Den Haag, TA/NOS/NRC, 31. März 2020

Die Coronakrise hat nicht nur Auswirkungen auf das Gesundheitssystem und das gesellschaftliche Miteinander, sondern auch auf die Politik der Europäischen Union. Während das von der Krise schwer getroffene Italien fordert, Geld aus dem Topf des Europäischen Stabilisierungsmechanismus zur Verfügung zu stellen, damit die wirtschaftlichen Folgen des Virus‘ abgefangen werden könne, sind u. a. Deutschland und die Niederlande gegen ein solches Vorgehen. Italienische Politiker kritisierten die Niederlande offen in der deutschen Zeitung FAZ, da sie sich nicht solidarisch gegenüber anderen europäischen Ländern verhalten würden.

Laut den Niederlanden und Deutschland soll nicht nur der Topf des ESM vorerst unangetastet bleiben, sie sprachen sich auch vorläufig gegen sogenannte Corona- oder Eurobonds aus, mit denen europäische Länder gemeinsam neue Schulden machen würden. Diese Bonds wären gemeinsame Anleihen, die alle Länder gemeinsam ausgeben und somit auch gemeinsam haften. Für Italien und Spanien ist dieses Vorgehen attraktiv, während es bei anderen Staaten auf Ablehnung stößt.

Die Haltung der Niederlande zu diesem Thema stößt bei vielen südeuropäischen Ländern, vor allem aber in Italien, auf harsche Kritik. Laut der niederländischen Tageszeitung NRC Handelsblad würden sich viele Italiener von der EU im Stich gelassen fühlen und sähen die Niederlande als Anführer eines regelrechten Feldzuges gegen ihr Land. Den Niederlanden wird vorgeworfen, nur an sich selbst und an ihr Geld zu denken. In italienischen Medien sei in den letzten Tagen von der „Grausamkeit“ des niederländsichen Premierministers Mark Rutte (VVD) die Rede gewesen.

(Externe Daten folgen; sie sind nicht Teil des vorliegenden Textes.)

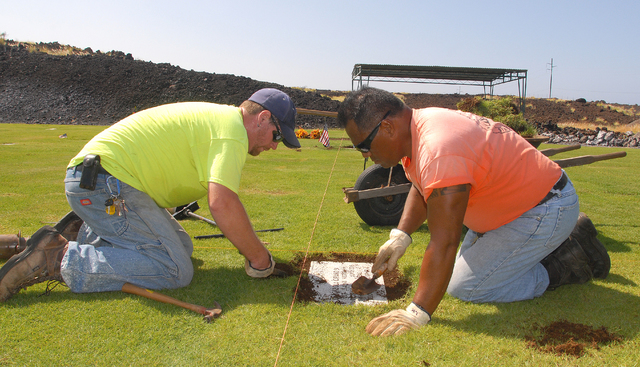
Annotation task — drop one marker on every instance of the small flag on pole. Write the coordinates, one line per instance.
(324, 137)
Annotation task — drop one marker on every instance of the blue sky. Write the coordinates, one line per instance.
(594, 44)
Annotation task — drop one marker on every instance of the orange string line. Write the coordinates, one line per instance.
(304, 260)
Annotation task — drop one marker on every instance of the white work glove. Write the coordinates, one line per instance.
(398, 322)
(392, 250)
(259, 273)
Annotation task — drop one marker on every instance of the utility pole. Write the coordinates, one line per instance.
(551, 78)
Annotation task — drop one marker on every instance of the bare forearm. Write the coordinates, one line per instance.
(435, 274)
(233, 221)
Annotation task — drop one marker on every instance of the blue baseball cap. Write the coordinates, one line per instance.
(281, 106)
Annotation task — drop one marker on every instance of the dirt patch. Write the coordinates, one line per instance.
(396, 283)
(566, 338)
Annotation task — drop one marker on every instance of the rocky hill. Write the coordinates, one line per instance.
(86, 87)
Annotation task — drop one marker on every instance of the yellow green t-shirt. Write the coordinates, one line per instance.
(171, 152)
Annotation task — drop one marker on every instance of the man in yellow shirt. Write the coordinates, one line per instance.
(123, 179)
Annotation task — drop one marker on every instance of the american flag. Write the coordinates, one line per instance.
(324, 137)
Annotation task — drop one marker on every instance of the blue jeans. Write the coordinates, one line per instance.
(503, 265)
(145, 246)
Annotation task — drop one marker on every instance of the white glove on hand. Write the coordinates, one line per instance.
(259, 273)
(392, 250)
(398, 322)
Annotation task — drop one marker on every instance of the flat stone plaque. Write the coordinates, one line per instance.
(332, 283)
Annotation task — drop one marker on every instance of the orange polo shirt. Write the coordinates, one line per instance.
(508, 176)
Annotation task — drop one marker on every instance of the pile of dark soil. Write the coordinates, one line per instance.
(101, 88)
(566, 338)
(396, 284)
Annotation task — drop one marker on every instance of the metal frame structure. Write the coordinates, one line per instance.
(484, 77)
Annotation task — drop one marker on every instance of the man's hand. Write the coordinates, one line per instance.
(398, 322)
(392, 250)
(259, 273)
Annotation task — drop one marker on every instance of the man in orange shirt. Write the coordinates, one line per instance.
(525, 235)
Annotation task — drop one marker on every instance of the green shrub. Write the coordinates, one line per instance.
(501, 110)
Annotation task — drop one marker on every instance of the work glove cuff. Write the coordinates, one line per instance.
(421, 315)
(259, 273)
(401, 236)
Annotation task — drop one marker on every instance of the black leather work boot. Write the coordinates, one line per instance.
(38, 262)
(568, 264)
(585, 233)
(69, 226)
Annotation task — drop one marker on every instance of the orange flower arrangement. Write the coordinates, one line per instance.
(302, 134)
(315, 134)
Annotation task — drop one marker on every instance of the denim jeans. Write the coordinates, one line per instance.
(503, 265)
(144, 246)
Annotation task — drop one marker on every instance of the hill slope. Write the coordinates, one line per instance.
(86, 87)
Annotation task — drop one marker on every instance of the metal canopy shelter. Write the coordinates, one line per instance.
(484, 77)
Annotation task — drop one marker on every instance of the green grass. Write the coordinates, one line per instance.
(301, 191)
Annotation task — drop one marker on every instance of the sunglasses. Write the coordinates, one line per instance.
(277, 135)
(365, 145)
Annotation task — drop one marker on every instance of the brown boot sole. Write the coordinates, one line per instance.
(32, 244)
(598, 257)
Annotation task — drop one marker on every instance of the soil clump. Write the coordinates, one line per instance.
(396, 284)
(567, 338)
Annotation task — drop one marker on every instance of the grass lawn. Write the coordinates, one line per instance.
(261, 326)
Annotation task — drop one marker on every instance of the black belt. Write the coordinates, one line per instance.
(560, 184)
(100, 169)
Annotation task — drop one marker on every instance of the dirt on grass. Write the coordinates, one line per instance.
(396, 284)
(567, 338)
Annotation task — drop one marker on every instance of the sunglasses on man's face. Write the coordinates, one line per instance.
(365, 145)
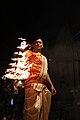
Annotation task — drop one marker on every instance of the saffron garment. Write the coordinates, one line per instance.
(37, 96)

Gleichzeitig werde den Niederlanden auch eine Doppelmoral vorgeworfen, da sie als vermeintliches „Steuerparadies“ dafür sorgen würden, dass dem italienischen Staat viele Steuereinnahmen verloren gingen.

Zum derzeitigen Widerstand der Niederlande gegen gemeinsame Schulden kommt noch erschwerend das Verhalten des Landes in der Flüchtlingskrise hinzu, dass in Italien als ebenso wenig solidarisch angesehen werde, so die NOS. So hätten die Niederlande laut Italien nicht nur zu wenig Geflüchtete aufgenommen, sondern auch permanent das Vorgehen Italiens kritisiert.

Es gibt in den Niederlanden jedoch auch Stimmen aus der Politik, die sich für eine Unterstützung Italiens und anderer südeuropäischer Länder aussprechen, wie etwa Gert-Jan Segers, Mitglied von Ruttes Koalitionspartner ChristenUnie. Er hatte sich am Montagabend im niederländischen Fernsehen von der Haltung Ruttes distanziert. Dies sei nicht der richtige Zeitpunkt, Italien oder Spanien auf ihre Staatsschulden anzusprechen, wie es die niederländische Regierung vergangene Woche getan hatte.

Mit seinem Verhalten reißt Rutte alte Wunden wieder auf. Bereits seit der Eurokrise haben die Niederlande bei manchen Ländern den Ruf, Froschblut in den Adern zu haben. Damals wurde Minister Jeroen Dijsselbloem (PvdA) für viele zum Gesicht der niederländischen „Hartherzigkeit“. Auch in den Verhandlungen zum neuen Haushalt der EU fiel Rutte negativ auf, da er sich (zusammen mit anderen Ländern) strikt weigerte, einem höheren Haushalt zuzustimmen und dadurch die Verhandlungen regelrecht blockierte.